The coordinated al-Qaida hijackings on Sept. 11, 2001, killed nearly 3,000 people when airliners slammed into the World Trade Center and the Pentagon and another crashed in rural Pennsylvania.
Al-Zawahiri's speech was recorded in a 33-minute, 28-second video produced by the group's As-Sahab Media Foundation.
Al-Zawahiri, an Egyptian, became the leader of al-Qaida following the 2011 killing of Osama bin Laden in Abbottabad, Pakistan by US Navy SEALs. He is believed to be hiding somewhere in the Afghanistan-Pakistan border regions. A July report by the UN cited reports that he is "in poor health" but provided no details.

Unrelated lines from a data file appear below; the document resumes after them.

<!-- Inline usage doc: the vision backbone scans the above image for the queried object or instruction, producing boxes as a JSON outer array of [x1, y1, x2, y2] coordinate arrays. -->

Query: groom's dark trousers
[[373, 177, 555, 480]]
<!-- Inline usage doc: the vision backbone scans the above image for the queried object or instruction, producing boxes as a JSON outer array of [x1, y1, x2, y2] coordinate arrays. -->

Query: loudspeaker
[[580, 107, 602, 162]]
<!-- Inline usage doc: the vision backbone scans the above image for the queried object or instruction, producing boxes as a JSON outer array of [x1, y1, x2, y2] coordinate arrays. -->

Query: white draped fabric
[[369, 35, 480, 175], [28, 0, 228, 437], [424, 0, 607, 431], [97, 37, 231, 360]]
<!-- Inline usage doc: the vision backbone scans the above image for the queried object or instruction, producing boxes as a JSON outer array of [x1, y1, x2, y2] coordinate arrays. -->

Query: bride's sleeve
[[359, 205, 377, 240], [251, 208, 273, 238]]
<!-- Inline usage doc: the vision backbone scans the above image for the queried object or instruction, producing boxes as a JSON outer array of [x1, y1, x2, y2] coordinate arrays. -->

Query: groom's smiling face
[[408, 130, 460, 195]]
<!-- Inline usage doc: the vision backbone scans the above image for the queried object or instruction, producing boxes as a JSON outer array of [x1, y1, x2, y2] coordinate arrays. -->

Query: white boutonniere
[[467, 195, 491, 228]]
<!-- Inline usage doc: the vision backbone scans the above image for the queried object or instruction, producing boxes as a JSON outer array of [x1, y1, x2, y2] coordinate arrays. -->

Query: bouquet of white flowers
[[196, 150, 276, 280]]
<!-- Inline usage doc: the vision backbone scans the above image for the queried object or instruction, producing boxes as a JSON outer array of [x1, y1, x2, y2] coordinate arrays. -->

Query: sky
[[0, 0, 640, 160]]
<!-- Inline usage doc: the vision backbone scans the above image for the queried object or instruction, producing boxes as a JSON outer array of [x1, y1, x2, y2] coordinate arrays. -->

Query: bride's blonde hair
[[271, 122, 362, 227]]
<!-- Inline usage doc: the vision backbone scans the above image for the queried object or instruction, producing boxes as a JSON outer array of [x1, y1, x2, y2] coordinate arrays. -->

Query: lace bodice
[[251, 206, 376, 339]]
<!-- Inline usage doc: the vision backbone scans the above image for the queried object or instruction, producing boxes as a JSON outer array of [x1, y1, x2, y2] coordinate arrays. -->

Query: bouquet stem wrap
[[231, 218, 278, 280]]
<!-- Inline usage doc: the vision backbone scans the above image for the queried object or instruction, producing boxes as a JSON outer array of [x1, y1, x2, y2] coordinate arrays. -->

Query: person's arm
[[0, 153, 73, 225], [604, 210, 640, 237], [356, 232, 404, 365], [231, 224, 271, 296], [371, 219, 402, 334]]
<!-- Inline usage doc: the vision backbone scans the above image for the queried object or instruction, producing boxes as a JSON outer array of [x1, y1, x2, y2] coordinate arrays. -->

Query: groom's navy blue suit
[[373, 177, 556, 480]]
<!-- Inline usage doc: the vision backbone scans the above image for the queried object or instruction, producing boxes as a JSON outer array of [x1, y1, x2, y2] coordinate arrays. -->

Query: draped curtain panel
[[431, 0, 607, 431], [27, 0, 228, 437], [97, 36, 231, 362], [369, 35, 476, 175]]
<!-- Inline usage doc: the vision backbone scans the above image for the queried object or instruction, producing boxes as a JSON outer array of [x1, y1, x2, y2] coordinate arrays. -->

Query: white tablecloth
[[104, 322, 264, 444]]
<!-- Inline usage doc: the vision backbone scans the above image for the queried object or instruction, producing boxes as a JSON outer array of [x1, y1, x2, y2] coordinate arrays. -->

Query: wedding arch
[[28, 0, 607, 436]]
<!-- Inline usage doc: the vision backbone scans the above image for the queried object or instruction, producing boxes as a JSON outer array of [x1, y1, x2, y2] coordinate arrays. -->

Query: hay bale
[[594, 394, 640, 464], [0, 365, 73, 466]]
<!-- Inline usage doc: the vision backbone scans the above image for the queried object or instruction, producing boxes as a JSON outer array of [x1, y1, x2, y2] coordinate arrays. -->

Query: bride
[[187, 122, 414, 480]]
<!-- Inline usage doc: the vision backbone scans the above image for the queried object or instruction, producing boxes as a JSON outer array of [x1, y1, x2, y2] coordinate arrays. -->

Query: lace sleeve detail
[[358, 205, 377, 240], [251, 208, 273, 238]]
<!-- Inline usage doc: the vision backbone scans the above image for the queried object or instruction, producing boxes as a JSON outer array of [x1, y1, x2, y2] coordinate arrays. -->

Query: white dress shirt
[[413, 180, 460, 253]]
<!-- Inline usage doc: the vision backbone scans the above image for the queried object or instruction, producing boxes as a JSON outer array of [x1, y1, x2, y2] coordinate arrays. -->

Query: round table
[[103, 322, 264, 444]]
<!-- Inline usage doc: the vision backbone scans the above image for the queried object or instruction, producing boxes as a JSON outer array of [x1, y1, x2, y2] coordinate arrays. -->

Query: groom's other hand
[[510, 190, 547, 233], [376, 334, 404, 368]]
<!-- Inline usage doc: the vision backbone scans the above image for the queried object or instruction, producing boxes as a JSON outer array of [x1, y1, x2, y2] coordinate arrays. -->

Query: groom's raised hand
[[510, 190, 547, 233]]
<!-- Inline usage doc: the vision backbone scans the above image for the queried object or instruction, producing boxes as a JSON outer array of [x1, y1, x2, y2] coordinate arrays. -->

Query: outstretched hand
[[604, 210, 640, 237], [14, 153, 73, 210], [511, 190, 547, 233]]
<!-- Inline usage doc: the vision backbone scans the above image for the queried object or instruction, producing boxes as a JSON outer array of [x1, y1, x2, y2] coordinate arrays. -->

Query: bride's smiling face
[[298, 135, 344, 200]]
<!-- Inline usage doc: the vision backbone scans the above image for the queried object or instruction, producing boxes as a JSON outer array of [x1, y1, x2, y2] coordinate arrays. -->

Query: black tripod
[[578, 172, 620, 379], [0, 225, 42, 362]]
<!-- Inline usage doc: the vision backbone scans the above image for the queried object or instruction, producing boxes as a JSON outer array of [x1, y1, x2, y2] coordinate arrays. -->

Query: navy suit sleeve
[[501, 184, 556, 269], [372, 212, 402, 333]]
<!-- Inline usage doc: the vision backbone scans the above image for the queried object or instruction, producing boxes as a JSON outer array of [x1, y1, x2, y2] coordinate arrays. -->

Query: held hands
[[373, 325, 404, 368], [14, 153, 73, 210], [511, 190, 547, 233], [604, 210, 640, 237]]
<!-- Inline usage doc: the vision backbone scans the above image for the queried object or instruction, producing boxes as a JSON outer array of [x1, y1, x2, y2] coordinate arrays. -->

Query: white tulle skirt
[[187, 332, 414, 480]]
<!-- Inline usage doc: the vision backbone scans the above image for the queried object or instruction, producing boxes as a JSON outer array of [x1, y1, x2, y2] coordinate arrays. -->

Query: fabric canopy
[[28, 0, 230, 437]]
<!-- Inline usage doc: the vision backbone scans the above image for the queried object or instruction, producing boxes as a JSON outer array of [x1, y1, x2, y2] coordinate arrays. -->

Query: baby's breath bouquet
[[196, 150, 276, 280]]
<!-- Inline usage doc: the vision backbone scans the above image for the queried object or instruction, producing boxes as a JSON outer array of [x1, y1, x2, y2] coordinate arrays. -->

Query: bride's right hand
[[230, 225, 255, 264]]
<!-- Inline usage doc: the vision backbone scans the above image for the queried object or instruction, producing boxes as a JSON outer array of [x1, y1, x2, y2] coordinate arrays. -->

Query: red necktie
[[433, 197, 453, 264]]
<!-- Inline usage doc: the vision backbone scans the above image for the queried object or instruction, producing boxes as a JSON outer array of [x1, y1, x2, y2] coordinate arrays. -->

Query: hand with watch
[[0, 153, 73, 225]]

Over recent years, al-Qaida has been engaged in fending off competition in jihadi circles from its rival, the Islamic State group. IS exploded into prominence by seizing large swaths of Iraq and Syria in 2014, declaring a "caliphate" and extending affiliates in multiple countries across the region.
IS's physical "caliphate" was crushed in Iraq and Syria, though its members are still active and carrying out attacks.
The UN report said that the "immediate global threat posed by al-Qaida remains unclear" but warned that some would-be IS recruits could turn to the older organization.
Al-Qaida terrorists, meanwhile, have taken a lower profile, using regional conflicts in Afghanistan, Syria, and Yemen to entrench themselves. The Yemen branch has been the most active, exploiting the chaos of the civil war to carry out bombings, shootings, and assassinations in an effort to expand its footprint.
Osama bin Laden's son Hamza bin Laden had been viewed as an eventual heir to the leadership of al-Qaida but was killed in a military operation, US officials have said. Al-Zawahiri lauded Hamza in a 2015 video that appeared on jihadi websites, calling him a "lion from the den of al-Qaida."